As US Patent and Trademark Office Director Kathi Vidal gets settled in, she is leading the agency to establish new methods to handle inter partes review decisions – both before and after they come out.

The USPTO recently issued two new interim processes for review of final decisions at the Patent Trial and Appeal Board. The US Supreme Court’s 2021 ruling in US v Arthrex prompted the agency to establish a process for its director to review PTAB panel decisions, while the other follows processes used by the US Court of Appeals for the Federal Circuit for circulation and internal review of final decisions before panels issue them.

These processes are intended to promote innovation through consistent, clear, and open decision-making, and present significant changes concerning how PTAB decisions are reviewed both prior to and after issuance.

In improving internal review and establishing director oversight of PTAB panel decisions, the new interim processes are an important step toward building the public’s trust and confidence in proceedings conducted at the PTAB. These processes will be formalised after a period of public comment, which should lead to more consistency and provide greater transparency and guidance to stakeholders regarding PTAB decision making.

Arthrex director reviews

According to the Leahy-Smith America Invents Act:

Each appeal, derivation proceeding, post-grant review, and inter partes review shall be heard by at least three members of the Patent Trial and Appeal Board…Only the Patent Trial and Appeal Board may grant rehearings.” Section 7(c).

In Arthrex, the court found that the AIA-defined rehearing process at the PTAB violated the Appointments Clause of the Constitution because the decisions of the administrative patent judges (APJs) acting for the executive branch of the US government are not subject to review. Writing for the court, Chief Justice John Roberts set forth that the APJs are inferior officers and based on the powers and duties vested in the USPTO director by Congress, the director has the authority to review final PTAB decisions.

When the court issued the ruling, then-Interim USPTO Director Drew Hirshfeld immediately created an interim director review process. Vidal has now amended it somewhat. Most importantly, she is pledging to issue a call for public comments as part of a formal rule-making process before finalising the director review procedures.

The new interim process for director review defines how any party to an AIA proceeding may request review of a PTAB final decision by the director. The director also has discretion to review a decision whether review was formally requested by a party. As proposed, director review only applies primarily to decisions of IPR and post-grant proceedings.

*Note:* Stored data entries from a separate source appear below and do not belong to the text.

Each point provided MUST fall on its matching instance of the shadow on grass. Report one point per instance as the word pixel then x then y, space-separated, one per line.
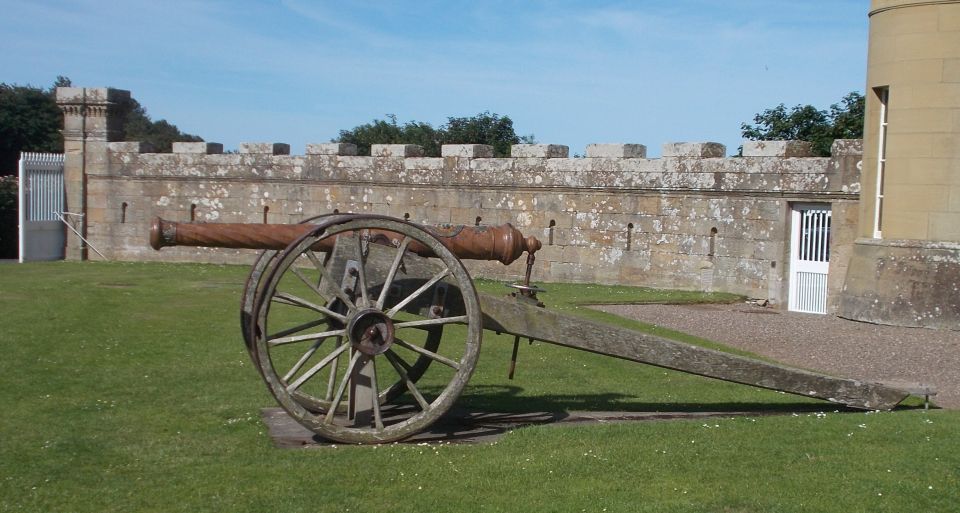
pixel 487 412
pixel 509 398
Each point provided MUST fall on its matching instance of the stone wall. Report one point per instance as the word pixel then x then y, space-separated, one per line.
pixel 692 219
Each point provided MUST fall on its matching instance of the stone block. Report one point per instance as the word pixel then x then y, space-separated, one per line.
pixel 544 151
pixel 777 149
pixel 130 147
pixel 344 149
pixel 479 151
pixel 847 147
pixel 202 148
pixel 396 150
pixel 621 151
pixel 265 148
pixel 685 149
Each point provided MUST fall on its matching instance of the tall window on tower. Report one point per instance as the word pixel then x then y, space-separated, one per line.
pixel 883 94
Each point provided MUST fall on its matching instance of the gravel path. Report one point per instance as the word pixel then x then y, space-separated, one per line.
pixel 821 342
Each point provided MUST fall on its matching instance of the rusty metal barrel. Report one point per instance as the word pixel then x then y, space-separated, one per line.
pixel 503 243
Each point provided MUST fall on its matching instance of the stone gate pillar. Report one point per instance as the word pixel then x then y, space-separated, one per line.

An advisory committee of director-appointed members from various USPTO business units first considers the review requests. The director reviews the request, the associated arguments and evidence, and the recommendation of the advisory committee, to determine whether to grant or deny the request. If requests are granted, the resulting review decision can be precedential, informative or routine.

The process for director review provides a new opportunity for stakeholders to request rehearing of the final decision by someone other than the original panel. This is a stark distinction over prior USPTO procedures, where only the PTAB had authority to grant a rehearing. If under this new process a rehearing is granted, stakeholders should expect an impartial review of the panel decision.

The advisory committee is likely to closely scrutinise requests for director review such that only a small percentage will be granted. Moreover, because the requestor gets one shot at a rehearing, it is imperative that the request meet the objective and subjective requirements to increase the probability that the request is granted. For example, the request should be timely filed, acutely focused on the issues for which review is requested, and only rely on arguments and facts which are part of the existing record.

Circulation Judge Pool

The new interim process for PTAB decision circulation and internal PTAB review provides that certain categories of PTAB draft decisions be subject to review by a Circulation Judge Pool made of up at least eight non-management peer judges. Importantly, the duties of the judge pool are insulated from direct oversight and influence by the director.

The circulation judges review draft decisions prior to issuance and provide feedback regarding potential conflicts or inconsistencies with relevant court decisions, director guidance and USPTO policy. Draft decisions which include inconsistencies may be flagged for further review and discussion with PTAB executive management. Based on these discussions, the PTAB executive management may consult with the director to determine whether new polices are required or existing policies need an update.

Despite the efforts of the circulation judges, each hearing panel has the final authority for the content of a decision and may use discretion on whether and how to incorporate that feedback into the panel’s final decision.

One major distinction between the new interim process for PTAB decision circulation and internal review and the previous process is the lack of involvement or oversight by management. The new process establishes clear demarcation and insulation of panel decisions from influence by the director.

Moreover, the interim process for PTAB decision circulation and internal review expands the list categories of panel decisions which can be reviewed by the Circulation Judge Pool. The prior review process did not cover ex parte appeal decisions or reexamination appeal decisions. However, the new interim process provides for certain categories of ex parte appeals, ex parte reexamination appeals and reissue appeal decisions designated by PTAB management as being eligible for review. As a result, stakeholders should also see improvement in the quality and consistency of decisions involving these newly covered proceedings.

Over time, this procedure should build confidence in the quality and legitimacy of AIA proceedings and panel decisions because stakeholders can have more assurance that a final decision is based on the strength of the record and prior precedent. If the process works as proposed, circulation judges should be flagging any cases that do not align with prior precedent for further review by PTAB management or for review by the director.